Tenho um pé na cozinha. Um
não, os dois. A cozinha é sempre aconchego para o meu cansaço. O melhor lugar
de uma casa. Com certeza o melhor lugar da minha casa. Palco de inesquecíveis histórias familiares e
relicário de aromáticas memórias afetivas. Cozinha e comida de mãe, afago
certeiro no coração. Não é por acaso que sou assídua no ambiente culinário do
meu lar. Com minha colher de pau, meu caderno de receitas e uma dose extra de
extravagância e imaginação, exerço plenamente minhas prendas gastronômicas. Em
minhas panelas tento replicar momentos eternizados no céu do meu paladar.

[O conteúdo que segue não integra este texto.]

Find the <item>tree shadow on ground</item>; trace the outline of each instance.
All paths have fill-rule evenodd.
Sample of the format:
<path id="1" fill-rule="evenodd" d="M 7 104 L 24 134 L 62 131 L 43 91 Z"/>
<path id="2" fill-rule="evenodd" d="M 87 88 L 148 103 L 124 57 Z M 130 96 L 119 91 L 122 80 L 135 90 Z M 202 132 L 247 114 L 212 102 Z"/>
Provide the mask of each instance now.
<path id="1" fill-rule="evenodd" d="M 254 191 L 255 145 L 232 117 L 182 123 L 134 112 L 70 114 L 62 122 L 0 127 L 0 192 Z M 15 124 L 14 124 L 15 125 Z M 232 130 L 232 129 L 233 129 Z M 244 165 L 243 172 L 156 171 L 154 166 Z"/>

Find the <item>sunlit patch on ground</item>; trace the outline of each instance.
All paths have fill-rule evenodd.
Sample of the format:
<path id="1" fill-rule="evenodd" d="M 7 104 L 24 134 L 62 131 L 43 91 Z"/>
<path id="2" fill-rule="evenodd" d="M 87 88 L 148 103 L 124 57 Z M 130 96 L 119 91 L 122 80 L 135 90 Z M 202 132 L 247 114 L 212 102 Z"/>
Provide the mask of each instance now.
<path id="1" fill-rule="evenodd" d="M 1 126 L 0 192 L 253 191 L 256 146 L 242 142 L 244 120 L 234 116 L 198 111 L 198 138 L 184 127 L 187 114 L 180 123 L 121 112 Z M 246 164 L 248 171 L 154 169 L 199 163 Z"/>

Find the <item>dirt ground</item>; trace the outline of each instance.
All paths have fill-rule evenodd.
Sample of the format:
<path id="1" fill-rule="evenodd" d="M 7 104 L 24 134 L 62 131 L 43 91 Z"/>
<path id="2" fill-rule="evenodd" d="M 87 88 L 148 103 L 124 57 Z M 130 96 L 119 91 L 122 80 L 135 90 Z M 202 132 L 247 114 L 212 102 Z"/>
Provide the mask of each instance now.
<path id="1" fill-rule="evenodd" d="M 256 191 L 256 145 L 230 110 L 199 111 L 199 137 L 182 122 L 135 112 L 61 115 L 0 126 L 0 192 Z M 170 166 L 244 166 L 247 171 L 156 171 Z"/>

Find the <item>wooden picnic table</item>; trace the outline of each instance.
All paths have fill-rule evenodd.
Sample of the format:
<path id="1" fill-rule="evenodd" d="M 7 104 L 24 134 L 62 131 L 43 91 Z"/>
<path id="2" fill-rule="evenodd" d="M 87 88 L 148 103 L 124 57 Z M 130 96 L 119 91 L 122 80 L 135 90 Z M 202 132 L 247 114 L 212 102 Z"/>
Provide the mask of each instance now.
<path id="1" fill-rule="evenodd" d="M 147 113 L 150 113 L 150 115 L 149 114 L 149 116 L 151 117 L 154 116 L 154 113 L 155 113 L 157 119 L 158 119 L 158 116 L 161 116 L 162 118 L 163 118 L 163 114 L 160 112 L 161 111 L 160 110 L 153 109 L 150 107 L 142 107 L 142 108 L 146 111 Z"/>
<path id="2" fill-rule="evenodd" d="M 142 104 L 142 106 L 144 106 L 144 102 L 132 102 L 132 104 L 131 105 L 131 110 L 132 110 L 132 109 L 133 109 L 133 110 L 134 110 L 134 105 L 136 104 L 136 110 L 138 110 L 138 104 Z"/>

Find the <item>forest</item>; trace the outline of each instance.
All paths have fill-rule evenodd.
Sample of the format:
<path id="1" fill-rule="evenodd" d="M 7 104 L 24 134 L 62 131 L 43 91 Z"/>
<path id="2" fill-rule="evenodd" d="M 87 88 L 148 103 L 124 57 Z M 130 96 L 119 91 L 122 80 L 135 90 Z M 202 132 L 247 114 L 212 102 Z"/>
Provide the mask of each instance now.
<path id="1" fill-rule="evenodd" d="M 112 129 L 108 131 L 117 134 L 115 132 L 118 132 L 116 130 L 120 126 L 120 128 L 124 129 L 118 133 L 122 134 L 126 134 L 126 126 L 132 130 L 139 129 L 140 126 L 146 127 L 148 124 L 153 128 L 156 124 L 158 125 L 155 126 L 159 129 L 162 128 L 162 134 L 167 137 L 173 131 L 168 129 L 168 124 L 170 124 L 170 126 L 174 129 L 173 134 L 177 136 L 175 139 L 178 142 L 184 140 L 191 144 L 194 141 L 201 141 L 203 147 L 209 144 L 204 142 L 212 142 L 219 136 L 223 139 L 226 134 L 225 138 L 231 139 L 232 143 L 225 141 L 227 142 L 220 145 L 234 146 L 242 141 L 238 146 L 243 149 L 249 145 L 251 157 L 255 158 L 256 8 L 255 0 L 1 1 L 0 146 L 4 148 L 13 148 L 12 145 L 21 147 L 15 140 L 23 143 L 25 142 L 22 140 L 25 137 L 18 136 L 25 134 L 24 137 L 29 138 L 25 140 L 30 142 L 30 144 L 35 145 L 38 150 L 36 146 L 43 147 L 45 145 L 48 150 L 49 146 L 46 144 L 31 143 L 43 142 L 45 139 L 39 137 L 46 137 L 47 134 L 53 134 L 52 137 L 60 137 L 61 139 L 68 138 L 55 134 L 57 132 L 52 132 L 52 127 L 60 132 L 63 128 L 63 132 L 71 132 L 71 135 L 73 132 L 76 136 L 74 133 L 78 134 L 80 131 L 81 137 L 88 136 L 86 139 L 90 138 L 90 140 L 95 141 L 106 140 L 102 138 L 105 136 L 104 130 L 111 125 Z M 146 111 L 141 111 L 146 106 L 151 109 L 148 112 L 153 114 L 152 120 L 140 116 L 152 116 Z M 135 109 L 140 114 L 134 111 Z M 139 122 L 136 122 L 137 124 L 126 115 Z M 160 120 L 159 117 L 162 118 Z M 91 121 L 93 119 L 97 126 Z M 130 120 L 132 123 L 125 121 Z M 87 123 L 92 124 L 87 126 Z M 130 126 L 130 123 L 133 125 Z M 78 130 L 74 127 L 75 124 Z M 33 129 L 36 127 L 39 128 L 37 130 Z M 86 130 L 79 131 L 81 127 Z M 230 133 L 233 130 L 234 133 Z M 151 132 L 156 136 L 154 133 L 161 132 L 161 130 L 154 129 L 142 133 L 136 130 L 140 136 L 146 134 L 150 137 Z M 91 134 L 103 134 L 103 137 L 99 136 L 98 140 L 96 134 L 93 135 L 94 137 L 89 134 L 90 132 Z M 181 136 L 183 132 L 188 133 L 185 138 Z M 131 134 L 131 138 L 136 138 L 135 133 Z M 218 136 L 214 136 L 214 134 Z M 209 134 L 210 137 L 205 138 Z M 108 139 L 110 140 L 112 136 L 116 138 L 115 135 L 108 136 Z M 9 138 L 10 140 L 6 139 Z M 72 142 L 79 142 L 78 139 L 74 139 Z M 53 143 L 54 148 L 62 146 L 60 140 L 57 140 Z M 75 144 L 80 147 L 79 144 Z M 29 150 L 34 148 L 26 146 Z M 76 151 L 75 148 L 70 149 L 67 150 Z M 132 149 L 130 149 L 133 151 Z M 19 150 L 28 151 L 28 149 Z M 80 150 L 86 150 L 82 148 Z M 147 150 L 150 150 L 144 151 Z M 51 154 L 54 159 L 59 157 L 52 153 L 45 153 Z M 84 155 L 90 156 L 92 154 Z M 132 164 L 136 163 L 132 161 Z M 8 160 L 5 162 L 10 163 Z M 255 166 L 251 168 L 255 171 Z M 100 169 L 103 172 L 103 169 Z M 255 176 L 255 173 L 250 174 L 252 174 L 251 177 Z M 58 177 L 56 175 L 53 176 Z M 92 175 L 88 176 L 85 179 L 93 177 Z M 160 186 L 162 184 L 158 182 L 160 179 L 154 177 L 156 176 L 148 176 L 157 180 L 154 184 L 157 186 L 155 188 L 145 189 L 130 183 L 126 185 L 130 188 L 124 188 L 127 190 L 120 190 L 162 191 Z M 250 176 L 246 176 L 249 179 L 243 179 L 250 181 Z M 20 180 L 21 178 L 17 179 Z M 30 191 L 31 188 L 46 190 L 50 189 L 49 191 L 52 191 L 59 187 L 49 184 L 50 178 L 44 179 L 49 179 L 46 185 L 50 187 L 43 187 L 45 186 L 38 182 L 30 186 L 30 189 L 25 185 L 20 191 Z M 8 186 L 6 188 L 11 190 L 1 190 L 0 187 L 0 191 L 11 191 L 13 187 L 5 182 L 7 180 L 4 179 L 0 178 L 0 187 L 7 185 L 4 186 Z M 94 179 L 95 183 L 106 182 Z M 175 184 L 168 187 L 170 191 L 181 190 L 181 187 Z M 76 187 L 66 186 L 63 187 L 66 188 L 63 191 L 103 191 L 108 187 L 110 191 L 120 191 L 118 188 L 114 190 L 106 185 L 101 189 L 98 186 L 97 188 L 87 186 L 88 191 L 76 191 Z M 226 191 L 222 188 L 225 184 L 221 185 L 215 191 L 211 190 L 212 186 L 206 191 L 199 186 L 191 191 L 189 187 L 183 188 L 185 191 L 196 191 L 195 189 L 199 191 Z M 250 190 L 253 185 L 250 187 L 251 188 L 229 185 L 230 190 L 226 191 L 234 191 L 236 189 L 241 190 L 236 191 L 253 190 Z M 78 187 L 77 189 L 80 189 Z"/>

De
posse dos meus apetrechos de forno e fogão, brinco então de ser a minha mãe, e
vou me lembrando das delícias de nossas conversas na cozinha, nosso santuário
de encontros. Misturo lembranças, afetos, ervas e temperos. E assim, embalada
pelas recordações desses dias que têm sabor de saudade, construo meu próprio
caminho no terreno dos sabores. Vou ensaiando uma dança ritimada de gestos
elaborados junto com os ingredientes e minha imaginação. Sigo as receitas, mas
dou sempre uma pitada da minha personalidade. Minha performance é uma saborosa
mistura de tudo que aprendi com a arriscada cartada do improviso. Porque cozinhar
exige feeling, aptidão e muitíssima
boa vontade. Sentimento é tudo na hora de preparar um alimento. Na cozinha
minha poesia borbulha fumegante enquanto apimento as palavras com originalidade.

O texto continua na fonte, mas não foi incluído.